StoryMem: Memory-Augmented Narrative Modeling

Updated 25 December 2025

StoryMem is a family of architectures, benchmarks, and methodologies for memory-augmented narrative modeling, integrating explicit memory into video and text generation.
It employs techniques like semantic keyframe selection, aesthetic filtering, and dynamic memory updates to maintain cross-shot consistency and narrative coherence in storytelling.
Benchmark results and ablation studies demonstrate improved prompt following, narrative recall, and memory retrieval performance across vision-language and LLM tasks.

StoryMem refers to a family of architectures, benchmarks, and methodologies for modeling, generating, or evaluating stories—primarily in vision-language and LLM settings—where persistent memory plays a foundational role.

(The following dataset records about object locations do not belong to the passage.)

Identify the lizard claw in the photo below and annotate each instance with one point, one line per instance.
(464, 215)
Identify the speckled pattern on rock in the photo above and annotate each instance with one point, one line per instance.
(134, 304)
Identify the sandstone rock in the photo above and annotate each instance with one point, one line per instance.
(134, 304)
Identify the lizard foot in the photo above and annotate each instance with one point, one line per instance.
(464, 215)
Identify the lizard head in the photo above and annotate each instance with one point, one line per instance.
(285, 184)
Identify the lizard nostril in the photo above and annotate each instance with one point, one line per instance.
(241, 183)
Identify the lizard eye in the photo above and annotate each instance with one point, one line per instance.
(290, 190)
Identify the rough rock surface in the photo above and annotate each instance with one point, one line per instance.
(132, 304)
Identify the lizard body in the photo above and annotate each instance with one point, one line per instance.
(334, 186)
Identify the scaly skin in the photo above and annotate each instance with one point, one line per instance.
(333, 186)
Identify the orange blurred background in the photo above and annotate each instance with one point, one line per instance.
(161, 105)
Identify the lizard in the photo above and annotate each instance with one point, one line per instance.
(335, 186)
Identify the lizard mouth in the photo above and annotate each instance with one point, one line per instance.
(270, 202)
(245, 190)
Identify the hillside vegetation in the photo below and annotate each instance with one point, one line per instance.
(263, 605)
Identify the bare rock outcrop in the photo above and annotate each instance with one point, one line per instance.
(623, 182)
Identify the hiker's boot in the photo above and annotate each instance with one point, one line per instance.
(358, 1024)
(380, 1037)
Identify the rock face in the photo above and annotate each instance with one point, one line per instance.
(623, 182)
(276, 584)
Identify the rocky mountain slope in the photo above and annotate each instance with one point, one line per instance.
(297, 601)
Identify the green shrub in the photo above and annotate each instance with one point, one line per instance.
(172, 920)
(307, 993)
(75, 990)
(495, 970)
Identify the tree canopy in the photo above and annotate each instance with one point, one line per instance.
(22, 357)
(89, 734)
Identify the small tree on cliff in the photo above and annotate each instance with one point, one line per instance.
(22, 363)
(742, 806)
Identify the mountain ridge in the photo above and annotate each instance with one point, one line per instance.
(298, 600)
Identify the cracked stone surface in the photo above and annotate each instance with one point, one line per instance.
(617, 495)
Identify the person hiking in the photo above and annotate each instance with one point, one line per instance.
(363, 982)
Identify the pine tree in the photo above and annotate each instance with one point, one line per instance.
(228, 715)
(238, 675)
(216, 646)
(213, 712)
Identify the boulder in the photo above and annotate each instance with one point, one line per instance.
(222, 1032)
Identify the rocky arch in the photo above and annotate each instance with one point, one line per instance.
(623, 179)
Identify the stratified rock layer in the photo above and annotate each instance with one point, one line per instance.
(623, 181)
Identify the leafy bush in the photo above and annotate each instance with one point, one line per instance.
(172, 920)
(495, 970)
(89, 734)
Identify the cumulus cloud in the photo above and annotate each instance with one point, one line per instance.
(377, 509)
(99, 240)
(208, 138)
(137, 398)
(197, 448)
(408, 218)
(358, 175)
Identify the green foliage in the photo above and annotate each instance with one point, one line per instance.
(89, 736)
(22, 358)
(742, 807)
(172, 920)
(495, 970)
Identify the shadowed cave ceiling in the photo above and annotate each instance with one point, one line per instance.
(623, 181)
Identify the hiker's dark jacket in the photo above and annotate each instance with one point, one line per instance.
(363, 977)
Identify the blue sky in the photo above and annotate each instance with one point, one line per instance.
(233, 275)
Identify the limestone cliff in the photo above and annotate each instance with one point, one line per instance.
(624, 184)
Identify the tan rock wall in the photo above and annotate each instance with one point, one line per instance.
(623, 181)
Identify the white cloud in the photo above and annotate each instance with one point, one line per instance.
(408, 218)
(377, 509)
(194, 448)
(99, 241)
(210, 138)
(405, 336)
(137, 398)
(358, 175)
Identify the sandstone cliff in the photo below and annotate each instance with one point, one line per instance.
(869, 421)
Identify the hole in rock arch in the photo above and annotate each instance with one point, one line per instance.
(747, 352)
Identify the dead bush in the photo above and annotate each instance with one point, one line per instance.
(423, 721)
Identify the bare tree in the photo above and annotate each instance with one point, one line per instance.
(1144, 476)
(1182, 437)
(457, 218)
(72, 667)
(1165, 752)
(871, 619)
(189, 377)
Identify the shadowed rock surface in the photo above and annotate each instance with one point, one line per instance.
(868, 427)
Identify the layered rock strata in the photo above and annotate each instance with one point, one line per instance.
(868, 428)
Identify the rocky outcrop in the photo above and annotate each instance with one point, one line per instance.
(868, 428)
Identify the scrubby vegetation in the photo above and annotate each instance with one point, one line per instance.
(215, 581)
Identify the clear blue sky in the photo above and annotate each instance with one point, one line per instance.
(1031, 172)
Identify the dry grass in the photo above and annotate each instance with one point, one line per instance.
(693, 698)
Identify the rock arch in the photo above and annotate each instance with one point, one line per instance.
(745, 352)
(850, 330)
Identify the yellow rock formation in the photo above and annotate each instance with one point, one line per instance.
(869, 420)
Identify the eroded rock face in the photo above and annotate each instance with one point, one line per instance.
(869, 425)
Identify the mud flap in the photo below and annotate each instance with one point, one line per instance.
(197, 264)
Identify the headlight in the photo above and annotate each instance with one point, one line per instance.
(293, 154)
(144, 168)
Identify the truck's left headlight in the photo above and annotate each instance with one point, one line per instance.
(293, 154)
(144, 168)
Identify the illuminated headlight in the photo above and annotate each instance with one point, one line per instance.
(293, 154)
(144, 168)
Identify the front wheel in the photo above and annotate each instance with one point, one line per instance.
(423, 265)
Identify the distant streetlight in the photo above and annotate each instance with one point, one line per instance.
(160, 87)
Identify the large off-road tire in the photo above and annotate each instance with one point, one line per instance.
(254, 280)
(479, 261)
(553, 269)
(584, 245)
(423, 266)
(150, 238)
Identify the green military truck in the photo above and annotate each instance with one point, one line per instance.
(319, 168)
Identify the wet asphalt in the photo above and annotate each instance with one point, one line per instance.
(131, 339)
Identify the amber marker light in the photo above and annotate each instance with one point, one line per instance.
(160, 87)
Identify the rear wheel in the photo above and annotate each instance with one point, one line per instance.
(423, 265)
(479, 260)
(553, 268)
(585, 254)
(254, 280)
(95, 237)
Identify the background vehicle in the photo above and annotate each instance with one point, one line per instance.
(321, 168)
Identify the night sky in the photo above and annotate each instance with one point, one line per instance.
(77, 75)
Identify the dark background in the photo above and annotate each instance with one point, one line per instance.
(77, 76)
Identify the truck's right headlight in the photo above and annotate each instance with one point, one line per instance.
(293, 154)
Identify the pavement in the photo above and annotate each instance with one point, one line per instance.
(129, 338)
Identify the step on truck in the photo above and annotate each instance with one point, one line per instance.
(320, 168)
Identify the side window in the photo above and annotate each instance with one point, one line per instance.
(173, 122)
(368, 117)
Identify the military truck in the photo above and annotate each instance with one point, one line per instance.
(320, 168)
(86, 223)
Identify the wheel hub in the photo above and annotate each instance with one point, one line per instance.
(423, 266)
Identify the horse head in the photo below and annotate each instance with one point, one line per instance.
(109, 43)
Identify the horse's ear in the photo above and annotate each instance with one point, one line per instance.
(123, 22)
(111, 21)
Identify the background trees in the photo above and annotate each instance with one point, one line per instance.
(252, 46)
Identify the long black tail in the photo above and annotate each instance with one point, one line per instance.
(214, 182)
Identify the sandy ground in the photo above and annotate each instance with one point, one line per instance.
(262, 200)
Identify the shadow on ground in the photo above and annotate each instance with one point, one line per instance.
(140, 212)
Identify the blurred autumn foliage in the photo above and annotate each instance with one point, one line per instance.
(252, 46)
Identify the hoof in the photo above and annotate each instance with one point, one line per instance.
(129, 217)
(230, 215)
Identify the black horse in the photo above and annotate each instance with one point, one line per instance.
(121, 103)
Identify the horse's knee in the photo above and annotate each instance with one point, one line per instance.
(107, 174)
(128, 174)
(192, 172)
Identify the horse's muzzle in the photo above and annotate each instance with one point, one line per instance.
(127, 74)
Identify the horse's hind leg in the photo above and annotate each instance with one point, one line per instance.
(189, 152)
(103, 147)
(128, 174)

The StoryMem framework encompasses explicit memory-augmented video generation pipelines (Zhang et al., 22 Dec 2025), autoregressive story generation with visual memory and visio-lingual co-reference (Rahman et al., 2022), LLM benchmarks for long-term narrative memory (Wan et al., 16 Jun 2025), and early work on semantically supervised chained memory for narrative modeling (Liu et al., 2018).

1. Memory-Augmented Video Storytelling Architectures

StoryMem, as introduced in "StoryMem: Multi-shot Long Video Storytelling with Memory" (Zhang et al., 22 Dec 2025), reformulates long-form video storytelling as iterative shot synthesis conditioned on an explicit and dynamically updated memory bank. The core mechanism is the Memory-to-Video (M2V) module, which augments a pre-trained single-shot video diffusion model (Wan2.2-I2V, equipped with a 3D-VAE encoder $\mathcal{E}$ and a Diffusion Transformer backbone) with an external, compact memory of informative keyframes selected from generated shots.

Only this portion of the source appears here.